Bayer Fund

Grant Helps Bring Internet Safety Presentations to Local Schools

 

Beaver County Victim Services 4

Tofield, Alberta – When someone is experiencing a crisis, Beaver County Victim Services (BCVS) staff and volunteer advocates are there to provide free and confidential support in whatever way they can.

Working under the guidance and direction of the RCMP detachments of Tofield and Viking, BCVS’ goal is to limit the impact of crime or tragedy through information, referral, support, assistance, community liaison, and education.  One way in which BCVS is educating community members is through a recent program that provided internet safety presentations to all of the schools in Beaver County. The 13 presentations were given by Saffron Centre, a non-profit organization that provides support and assistance to victims of sexual violence.

Beaver County Victim Services 3

“Normally, our program is set up to be very reactive,” says Carmen Nachtigall, program manager at BCVS. “We get called after something happens and we go out. In this case, we were able to be proactive. Saffron Centre gave one-hour presentations to each of the schools for each age group. The content was age-appropriate and touched on internet safety as it relates to things like Instagram, Snapchat, Facebook, and gaming.”  Nachtigall says the $2,500 grant from Bayer Fund’s Canada’s Farmers Grow Communities (CFGC) program is what allowed BCVS to partner with Saffron Centre to offer the presentations to local schools. She notes that school budgets don’t always have room for specialized programs like the internet safety presentations.

“The teachers and principals were very grateful that we were able to bring these presentations to the schools,” she says. “They said that some of the kids changed their phone settings immediately after the presentations. And some of the schools have actually booked Saffron Centre on their own to come out to speak to parents.”
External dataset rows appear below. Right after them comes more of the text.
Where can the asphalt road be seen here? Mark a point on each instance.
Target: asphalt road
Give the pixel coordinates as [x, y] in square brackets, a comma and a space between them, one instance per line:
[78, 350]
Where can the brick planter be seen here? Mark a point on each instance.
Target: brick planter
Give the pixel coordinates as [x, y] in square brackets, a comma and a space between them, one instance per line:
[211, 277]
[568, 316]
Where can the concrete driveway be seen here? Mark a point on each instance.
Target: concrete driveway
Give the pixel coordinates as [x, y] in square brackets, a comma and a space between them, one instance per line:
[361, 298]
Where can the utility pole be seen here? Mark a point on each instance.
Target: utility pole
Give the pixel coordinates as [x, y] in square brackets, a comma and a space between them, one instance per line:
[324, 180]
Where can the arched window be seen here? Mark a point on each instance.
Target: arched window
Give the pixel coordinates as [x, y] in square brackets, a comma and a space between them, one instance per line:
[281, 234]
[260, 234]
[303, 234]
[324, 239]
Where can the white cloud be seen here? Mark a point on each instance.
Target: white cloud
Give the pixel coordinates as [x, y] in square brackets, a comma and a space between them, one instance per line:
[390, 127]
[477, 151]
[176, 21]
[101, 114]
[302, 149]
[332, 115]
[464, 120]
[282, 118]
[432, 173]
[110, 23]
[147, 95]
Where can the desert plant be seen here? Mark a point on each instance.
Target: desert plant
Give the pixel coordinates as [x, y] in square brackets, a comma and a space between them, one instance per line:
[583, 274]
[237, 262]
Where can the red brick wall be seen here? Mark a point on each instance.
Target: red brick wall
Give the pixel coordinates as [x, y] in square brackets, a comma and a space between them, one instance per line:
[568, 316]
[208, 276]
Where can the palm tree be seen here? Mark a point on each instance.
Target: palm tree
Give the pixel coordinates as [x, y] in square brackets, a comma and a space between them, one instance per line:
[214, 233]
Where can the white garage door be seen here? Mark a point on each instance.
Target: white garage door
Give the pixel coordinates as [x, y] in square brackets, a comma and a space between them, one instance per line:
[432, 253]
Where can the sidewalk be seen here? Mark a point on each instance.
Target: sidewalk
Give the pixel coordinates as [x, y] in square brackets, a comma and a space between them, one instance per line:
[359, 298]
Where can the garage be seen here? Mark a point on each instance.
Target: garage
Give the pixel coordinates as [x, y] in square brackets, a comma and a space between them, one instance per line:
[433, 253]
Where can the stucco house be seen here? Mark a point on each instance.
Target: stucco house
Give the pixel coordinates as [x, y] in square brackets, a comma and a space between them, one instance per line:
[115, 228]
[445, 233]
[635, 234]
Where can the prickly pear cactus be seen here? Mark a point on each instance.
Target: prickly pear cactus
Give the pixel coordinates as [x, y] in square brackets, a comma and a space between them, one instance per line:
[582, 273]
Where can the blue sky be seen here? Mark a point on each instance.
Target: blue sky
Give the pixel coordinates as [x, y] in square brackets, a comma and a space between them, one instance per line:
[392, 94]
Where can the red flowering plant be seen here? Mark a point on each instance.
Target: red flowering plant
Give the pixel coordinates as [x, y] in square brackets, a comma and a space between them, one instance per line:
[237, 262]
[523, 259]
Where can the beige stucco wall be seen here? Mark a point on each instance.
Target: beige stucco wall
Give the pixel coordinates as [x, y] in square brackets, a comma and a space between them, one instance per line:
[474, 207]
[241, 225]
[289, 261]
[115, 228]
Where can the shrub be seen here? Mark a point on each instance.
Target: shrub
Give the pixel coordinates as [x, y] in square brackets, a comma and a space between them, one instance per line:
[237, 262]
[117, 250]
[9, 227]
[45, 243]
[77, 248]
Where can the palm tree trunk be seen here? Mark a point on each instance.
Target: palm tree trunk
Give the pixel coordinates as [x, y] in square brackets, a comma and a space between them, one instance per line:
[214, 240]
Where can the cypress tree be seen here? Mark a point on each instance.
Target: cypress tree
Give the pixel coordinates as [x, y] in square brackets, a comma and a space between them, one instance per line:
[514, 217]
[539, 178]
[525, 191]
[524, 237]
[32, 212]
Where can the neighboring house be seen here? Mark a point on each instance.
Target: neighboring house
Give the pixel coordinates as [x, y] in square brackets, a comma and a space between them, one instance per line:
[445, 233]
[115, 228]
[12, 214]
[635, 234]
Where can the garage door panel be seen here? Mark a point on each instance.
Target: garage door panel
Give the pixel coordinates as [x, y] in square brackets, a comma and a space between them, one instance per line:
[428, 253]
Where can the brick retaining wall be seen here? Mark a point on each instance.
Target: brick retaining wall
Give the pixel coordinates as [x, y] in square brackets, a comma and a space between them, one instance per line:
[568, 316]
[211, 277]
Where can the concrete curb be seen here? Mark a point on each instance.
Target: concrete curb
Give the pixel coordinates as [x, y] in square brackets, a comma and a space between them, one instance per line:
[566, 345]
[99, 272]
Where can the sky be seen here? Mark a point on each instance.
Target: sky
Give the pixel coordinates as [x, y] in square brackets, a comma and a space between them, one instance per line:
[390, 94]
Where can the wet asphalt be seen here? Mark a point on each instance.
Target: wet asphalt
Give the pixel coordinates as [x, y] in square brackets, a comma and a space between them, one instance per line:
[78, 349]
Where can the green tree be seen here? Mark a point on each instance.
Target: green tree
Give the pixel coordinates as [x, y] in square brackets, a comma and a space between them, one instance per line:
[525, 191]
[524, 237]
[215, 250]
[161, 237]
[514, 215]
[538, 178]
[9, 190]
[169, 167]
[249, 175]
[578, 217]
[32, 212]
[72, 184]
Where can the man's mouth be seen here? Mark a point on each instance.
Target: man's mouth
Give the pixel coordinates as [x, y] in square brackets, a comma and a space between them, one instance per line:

When BCVS staff and volunteers found out they would be receiving the grant, they were elated, says Nachtigall, because it gave them the opportunity to bring awareness and start a conversation about internet safety in the community.  Nachtigall believes all non-profit organizations should take advantage of available grants wherever possible. She says she has already been telling other victim services units about the CFGC grant because she knows it can be a challenge to find funding for essential programming to help the community.